I WILL NOT ALLOW IT

Choices.

I needed to be braver.
I needed to know I am allowed to make choices.

That the act of making a choice is not a, or part of, “mental illness”.


I can and do choose to fully-reject dealing with
the teaching of psychiatry and such followings.

I am not in denial or “mentally ill” by rejecting that phrase.


I do not want deluded experts of the mind telling me who I am or ways
I should be. When something stated by them becomes more than simply suggesting, it is wrong. If a suggestion starts with a purpose of challenging my uniqueness and inhibiting my desire to define myself, it is commanding and harmful.


I am not prescribed any antidepressant or anti-psychotic.

A prescription substance to dampen emotions — with new or bad
effects from a drug — would be robbing me more of the physical
life I want.

A life I deserve. An understanding of that fact, which
took me quite a long time to realize.

I deserve to not be harmed again by psychiatry.


This is how I think: I want the pain and to know in the future I have moments in the past where I survived from my own
resolve
and my own intelligence.

When this happens and I accept that I am allowed to make this choice …
does it mean that I am cured of a “mental illness”?

What does the turnaround equal when I accept that I am able to distance myself from mind “help” and stay as I want to be? That I do not have to struggle to find my place in the world within the confining nature of psychiatry terms and of what it is believed I should be?


“Leave me alone, mental ‘helpers’! I choose to live with the ups
and downs and have a natural, full, life-experience. Each time
you approach, you are an interference and I want no part of it.”


Getting away from the “behavioural health” ideology was a major
requirement in my recovery.
This recovery is from that ideology,
not anybody’s perceived problems they theorized I might have.

Knowing I now have even more evidence of how the system is filled
with deception gives me strength today. Realizing how I was correctly
suspicious again, and I was not wrong for disliking the field when I
was a child, is an important connection.


Psychiatric analysis and theory will never “help” me.

I will not allow it.
I will not conform to its ways, nor
let it be in the position to believe it helped me.

My brain will never.
My soul shall not.


Just like with hypnosis, a person that does not trust the hypnotist
cannot be hypnotized to do something against their firm belief.

There was an item I read somewhere about a hypnotist getting people
to cluck and act like a chicken. Out of them all, one person just stood and
did nothing. Why? I believe the article said that she had been made, as a child, to gather eggs and she was afraid of chickens. So, at that time, she had vowed to never do anything pertaining to chickens … so her mind prevented the suggestion from having an effect.


I internally knew psychiatry was a waste of time for me. I knew I should
not trust it and that I would never accept it in my life. That field is filled with deception and a horrible, abusive history which I want no part of. This
history continues with my own experiences that took place even this
year in the system.

Since I wanted to be nice to those who believed they could help, my body
gave the field wasteful chances. Even when trying to listen to segments
of psychiatry thought, nobody could succeed in shaking or breaking the foundation of my firm stance against it.

I see that an internal core understanding was always within me. Protection.
My subconscious automatically guarded me and shut me down when I was
in the presence of those I suspect will harm me with deceptions {or worse}.

I eventually learned I do not have to be nice … or over-nice … to psychiatry and those teaching it. I am being nice to myself when I refuse psychiatry.


Lil’ petite me! I was resilient and resistant.

Never have I told every event of my life to anybody in
“mental health”, nor will I ever.
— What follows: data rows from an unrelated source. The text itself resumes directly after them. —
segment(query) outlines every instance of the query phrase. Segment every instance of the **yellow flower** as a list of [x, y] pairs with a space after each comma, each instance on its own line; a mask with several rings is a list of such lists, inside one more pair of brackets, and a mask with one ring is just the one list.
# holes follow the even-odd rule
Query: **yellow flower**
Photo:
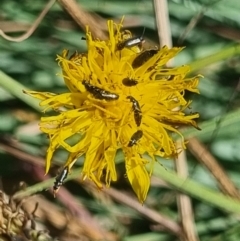
[[58, 113], [40, 122], [50, 139], [46, 172], [55, 150], [63, 147], [69, 152], [65, 167], [70, 169], [85, 154], [83, 179], [102, 188], [104, 178], [109, 186], [117, 180], [115, 156], [122, 150], [128, 180], [143, 202], [151, 175], [146, 164], [154, 164], [156, 156], [177, 155], [170, 136], [175, 132], [182, 137], [177, 126], [197, 128], [199, 115], [183, 111], [190, 103], [185, 91], [198, 93], [200, 76], [185, 78], [188, 66], [166, 67], [182, 48], [143, 50], [142, 39], [121, 28], [122, 22], [108, 21], [109, 39], [103, 41], [93, 39], [87, 27], [87, 53], [69, 58], [64, 50], [57, 56], [69, 92], [27, 93]]

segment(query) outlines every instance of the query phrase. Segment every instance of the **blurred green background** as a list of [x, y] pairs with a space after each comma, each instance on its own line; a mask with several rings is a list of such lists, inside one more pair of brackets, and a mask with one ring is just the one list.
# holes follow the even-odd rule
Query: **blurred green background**
[[[34, 22], [46, 3], [46, 1], [1, 0], [0, 29], [8, 35], [19, 36]], [[106, 20], [120, 19], [125, 15], [127, 29], [130, 29], [134, 35], [140, 35], [145, 27], [146, 42], [153, 46], [158, 45], [152, 1], [78, 0], [77, 3], [84, 10], [98, 14]], [[202, 131], [186, 129], [185, 135], [186, 137], [195, 136], [203, 141], [231, 180], [239, 186], [238, 116], [240, 115], [238, 107], [240, 99], [236, 86], [240, 73], [240, 47], [238, 46], [240, 2], [237, 0], [169, 0], [168, 7], [173, 46], [186, 47], [175, 58], [174, 65], [190, 64], [194, 68], [191, 74], [204, 75], [199, 85], [201, 94], [191, 96], [188, 94], [188, 98], [193, 99], [192, 111], [200, 113], [199, 125]], [[198, 19], [194, 28], [187, 31], [185, 38], [180, 42], [189, 22], [200, 13], [202, 17]], [[84, 31], [58, 3], [55, 3], [28, 39], [15, 43], [0, 36], [0, 70], [26, 88], [55, 93], [65, 92], [66, 87], [62, 78], [56, 75], [60, 73], [60, 68], [55, 61], [56, 55], [61, 54], [63, 49], [69, 49], [70, 52], [86, 51], [85, 41], [81, 40], [83, 36]], [[211, 58], [212, 56], [215, 58]], [[13, 96], [14, 91], [11, 92], [5, 88], [1, 84], [1, 78], [4, 78], [2, 74], [0, 75], [0, 176], [2, 189], [8, 194], [13, 194], [18, 190], [21, 182], [30, 186], [46, 178], [43, 176], [42, 158], [45, 156], [48, 140], [38, 130], [37, 123], [42, 114], [24, 103], [21, 98]], [[229, 115], [230, 112], [233, 114]], [[222, 120], [221, 123], [217, 122], [219, 118]], [[201, 124], [204, 121], [207, 122]], [[13, 149], [7, 149], [7, 147]], [[21, 153], [16, 150], [20, 150]], [[24, 156], [24, 153], [33, 158], [29, 161], [29, 156]], [[34, 158], [35, 160], [40, 158], [38, 167], [32, 162]], [[53, 177], [65, 159], [64, 151], [60, 150], [56, 153], [55, 165], [51, 172]], [[131, 198], [135, 199], [124, 177], [122, 158], [118, 159], [119, 181], [113, 186], [118, 190], [125, 190]], [[196, 158], [189, 152], [187, 152], [187, 160], [190, 169], [189, 178], [221, 192], [211, 173], [198, 164]], [[162, 164], [167, 169], [173, 168], [169, 160], [162, 160]], [[80, 167], [82, 160], [77, 165]], [[65, 187], [72, 193], [76, 202], [81, 202], [99, 221], [104, 230], [116, 235], [112, 240], [179, 240], [167, 230], [162, 230], [154, 221], [149, 221], [125, 204], [119, 204], [106, 196], [102, 198], [99, 193], [94, 194], [94, 191], [88, 192], [86, 188], [73, 181], [66, 183]], [[69, 207], [63, 200], [59, 202], [53, 199], [46, 191], [42, 194], [54, 205], [60, 205], [62, 210], [69, 212]], [[174, 188], [153, 185], [144, 205], [176, 221], [178, 210], [175, 196]], [[234, 212], [226, 212], [217, 205], [209, 205], [199, 198], [193, 198], [192, 202], [199, 240], [237, 241], [240, 239], [239, 217], [235, 216]], [[49, 226], [48, 222], [42, 222], [53, 236], [61, 238], [60, 229], [52, 227], [53, 224]], [[85, 236], [86, 239], [83, 240], [91, 240], [87, 235]]]

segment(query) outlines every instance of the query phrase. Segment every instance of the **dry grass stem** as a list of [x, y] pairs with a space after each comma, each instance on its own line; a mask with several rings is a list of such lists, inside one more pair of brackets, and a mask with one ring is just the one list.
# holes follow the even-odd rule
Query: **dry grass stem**
[[239, 190], [228, 177], [224, 169], [219, 165], [218, 161], [210, 154], [204, 145], [196, 138], [189, 139], [188, 148], [191, 153], [202, 163], [212, 175], [216, 178], [220, 189], [223, 193], [240, 199]]

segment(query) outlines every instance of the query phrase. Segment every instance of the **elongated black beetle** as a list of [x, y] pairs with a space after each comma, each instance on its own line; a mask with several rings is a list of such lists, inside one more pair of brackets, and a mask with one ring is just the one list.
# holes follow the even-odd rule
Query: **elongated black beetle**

What is the use?

I have my secrets even now after the recent betrayal.
Presently, that keeps me plodding along and able to deal better.

I advise psychiatric patients to always keep certain things in your history
to yourself, ready for whenever the system inevitably betrays you.


Psychiatry accomplished nothing in changing me or getting me to
conform. I have much similarity to how I was years ago. I enjoy it.

I still do not love myself, and never will, but I am now able to like myself
more. This happened only from my own mind and helping myself by
dropping a bullying business and worldly belief system, not because
that business assisted my mind to even get to that point.


Some say that it is a scary time when others are telling us that there is something wrong with our brains and emotions. That psychiatrists
are caring doctors there to help and nobody needs to be afraid of them.

I do not fear what I do not know of concerning them as people; I have
my evidence and know of psychiatry’s interfering ways, which are
to be rightfully feared. It is majorly from its deceptive influences and
force that I grew to hate myself.
Who in their right mind would not be
afraid of a practice that repeatedly did {in}actions to make them that way?


The practice has an appearance of being strong,
but any {ex}patient can be stronger.

I am a person. I am alive.
I was strong. I now am stronger.

I am not “mentally ill”.
It does not matter if a psych or therapist ever said otherwise.

They are people entitled to their opinions.
They are not entitled to make me accept those opinions.

I am free to reject psychiatry.

I can like myself as I am.
Thinking that way is something I will finally allow.